All published, unpublished and ongoing randomised trials that compared interventions for the management of abdominal pain with other active interventions or standard therapy, placebo or no therapy were included. People with both active and inactive disease were included. We excluded studies that did not report on any abdominal pain outcomes.
Two review authors independently conducted data extraction and 'Risk of bias' assessments. We analysed data using Review Manager 5. We expressed dichotomous and continuous outcomes as risk ratios (RRs) and mean differences (MDs), respectively, with 95% confidence intervals. We assessed the certainty of the evidence using the GRADE methodology.
We included five studies (360 randomised participants). Studies considered mainly participants in an inactive state of the disease.
No conclusions could be drawn about the efficacy of any of the interventions on pain frequency, pain intensity, and treatment success. The certainty of the evidence was very low for all comparisons because of imprecision due to sparse data, and risk of bias.
One study compared a low FODMAPs diet (n=13) to a sham diet (n=13). The evidence is very uncertain about the effect of this treatment on pain frequency (MD -4.00, 95% CI -20.61 to 12.61) and intensity (MD -9.00, 95% CI -20.07 to 2.07). Treatment success was not reported.
One study compared relaxation training (n=20) to wait-list (n=20). The evidence is very uncertain about the effect of this treatment on pain frequency at end of intervention (MD 2.60, 95% CI 1.14 to 4.06) and 6-month follow-up (MD 3.30, 95% CI 1.64 to 4.96). Similarly, the evidence is very uncertain about the effect of this treatment on pain intensity at end of intervention (MD -1.70, 95% CI -2.92 to -0.48) and 6-month follow-up (MD -2.30, 95% CI -3.70 to -0.90). Treatment success was not reported.

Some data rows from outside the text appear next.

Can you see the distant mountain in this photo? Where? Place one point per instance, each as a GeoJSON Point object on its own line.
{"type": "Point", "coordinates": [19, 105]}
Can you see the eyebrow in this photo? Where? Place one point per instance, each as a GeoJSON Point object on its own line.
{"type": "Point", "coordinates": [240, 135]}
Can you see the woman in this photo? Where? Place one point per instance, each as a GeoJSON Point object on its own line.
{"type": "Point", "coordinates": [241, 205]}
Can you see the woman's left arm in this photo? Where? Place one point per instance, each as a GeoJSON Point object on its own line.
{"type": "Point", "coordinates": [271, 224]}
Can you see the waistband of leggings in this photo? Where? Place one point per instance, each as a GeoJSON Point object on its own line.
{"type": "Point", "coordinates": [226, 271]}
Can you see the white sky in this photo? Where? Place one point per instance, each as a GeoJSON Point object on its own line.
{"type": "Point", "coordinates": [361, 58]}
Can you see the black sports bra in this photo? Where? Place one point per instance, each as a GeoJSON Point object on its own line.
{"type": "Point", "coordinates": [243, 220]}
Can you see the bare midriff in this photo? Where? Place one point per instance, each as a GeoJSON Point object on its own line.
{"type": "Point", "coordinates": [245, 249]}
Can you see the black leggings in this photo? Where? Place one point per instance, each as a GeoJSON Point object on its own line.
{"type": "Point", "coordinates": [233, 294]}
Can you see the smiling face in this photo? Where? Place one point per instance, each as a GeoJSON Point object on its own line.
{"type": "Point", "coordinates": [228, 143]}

One study compared yoga (n=30) to no intervention (n=30). The study defined treatment success as the presence or absence of pain; however, the data they provided was unclear. Pain frequency and intensity were not reported.
One study compared a kefir diet (Lactobacillus bacteria, n=15) to no intervention (n=15). The evidence is very uncertain about the effect of this treatment on pain intensity (MD -0.17, 95% CI -0.91 to 0.57). Pain frequency and treatment success were not reported.
One study compared a stellate ganglion block treatment (n=90) to sulfasalazine treatment (n=30). The study defined treatment success as "stomachache"; however, the data they provided was unclear. Pain frequency and intensity were not reported.
Two studies reported withdrawals due to adverse events. One study reported withdrawals due to adverse events as zero. Two studies did not report this outcome. We cannot draw any conclusions about the effects of any of the interventions on withdrawals due to adverse events because of the very limited evidence.
The reporting of secondary outcomes was inconsistent.
Adverse events tended to be very low or zero. However, we can make no clear judgements about adverse events for any of the interventions, due to the low number of events.
Anxiety was measured and reported at end of intervention in only one study (yoga versus no intervention), and depression was not measured in any of the studies. We can therefore draw no meaningful conclusions about these outcomes.